In cases where containers are already running, simply changing the subnet configuration will not work, as the containers are already associated with the default network. Follow these steps to resolve the issue:

1. Stop the running containers.

2. Modify the default subnet as described in Scenario 1.

3. Delete the existing container networks.

4. Manually associate the containers with the updated network settings.

5. Restart the containers.

For Docker-Compose users, an additional step is required as detailed below.

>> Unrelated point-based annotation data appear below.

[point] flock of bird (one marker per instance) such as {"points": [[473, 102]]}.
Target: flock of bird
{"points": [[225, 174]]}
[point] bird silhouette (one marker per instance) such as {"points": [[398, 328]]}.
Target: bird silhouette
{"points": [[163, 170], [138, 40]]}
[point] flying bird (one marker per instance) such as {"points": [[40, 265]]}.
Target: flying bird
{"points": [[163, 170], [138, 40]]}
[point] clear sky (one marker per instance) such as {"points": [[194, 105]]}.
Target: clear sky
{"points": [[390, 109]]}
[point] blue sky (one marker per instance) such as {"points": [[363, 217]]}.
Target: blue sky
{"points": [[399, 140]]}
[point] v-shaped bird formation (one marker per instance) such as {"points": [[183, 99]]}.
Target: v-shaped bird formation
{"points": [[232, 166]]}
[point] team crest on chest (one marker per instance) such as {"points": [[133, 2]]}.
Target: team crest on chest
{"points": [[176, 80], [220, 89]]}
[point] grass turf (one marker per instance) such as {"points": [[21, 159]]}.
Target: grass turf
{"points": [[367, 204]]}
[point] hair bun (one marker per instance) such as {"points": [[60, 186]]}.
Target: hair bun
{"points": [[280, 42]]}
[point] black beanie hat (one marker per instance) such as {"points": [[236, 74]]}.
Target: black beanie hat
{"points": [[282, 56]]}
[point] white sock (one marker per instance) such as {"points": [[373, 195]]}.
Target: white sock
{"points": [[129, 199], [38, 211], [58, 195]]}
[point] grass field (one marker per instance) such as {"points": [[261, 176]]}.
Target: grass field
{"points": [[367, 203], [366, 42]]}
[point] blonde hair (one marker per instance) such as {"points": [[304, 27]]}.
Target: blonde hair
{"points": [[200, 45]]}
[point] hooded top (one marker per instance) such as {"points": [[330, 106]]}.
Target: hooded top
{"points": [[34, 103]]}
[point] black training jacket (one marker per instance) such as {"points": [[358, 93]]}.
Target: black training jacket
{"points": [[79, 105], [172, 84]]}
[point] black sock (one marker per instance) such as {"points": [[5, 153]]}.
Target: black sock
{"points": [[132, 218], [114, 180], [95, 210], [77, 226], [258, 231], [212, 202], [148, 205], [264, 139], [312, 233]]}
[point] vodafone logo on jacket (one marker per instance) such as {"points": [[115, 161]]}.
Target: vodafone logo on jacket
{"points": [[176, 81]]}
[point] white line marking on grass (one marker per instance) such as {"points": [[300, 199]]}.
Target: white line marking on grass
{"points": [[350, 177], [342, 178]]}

Handling Docker-Compose Network Conflicts

Docker-Compose has a different networking model, which defaults to the 172.x.x.x range, even if you modify Docker’s default subnet. To resolve this, you can specify a custom network in your docker-compose.yml file:

version: "3.3"
services:
  # other service definitions here
  network:
   - default-network

networks:
  default-network:
    driver: bridge
    ipam:
      config:
        - subnet: 192.22.1.0/24

Additional Information: Docker's Default Subnet Creation Rules

Docker creates a unique subnet for each container when using the default bridge network mode. By default, it selects subnets from the 172.17.0.0/16 range. As more containers are created, Docker assigns subsequent subnets sequentially, such as:

• Subnet 1: 172.17.0.1 – 172.17.255.254

• Subnet 2: 172.18.0.1 – 172.18.255.254

• Subnet 3: 172.19.0.1 – 172.19.255.254

This process continues until all the available subnets in the range are exhausted. By modifying Docker’s default subnet, you can prevent conflicts with your organization's existing network configurations.

Conclusion

When running Docker in environments with existing 172.x.x.x subnets, conflicts can occur, causing connectivity issues. By adjusting Docker's default network settings and configuring custom networks for Docker-Compose, you can ensure seamless operation without risking subnet overlaps. Following these steps ensures a robust network setup that works efficiently across all your organizational bases.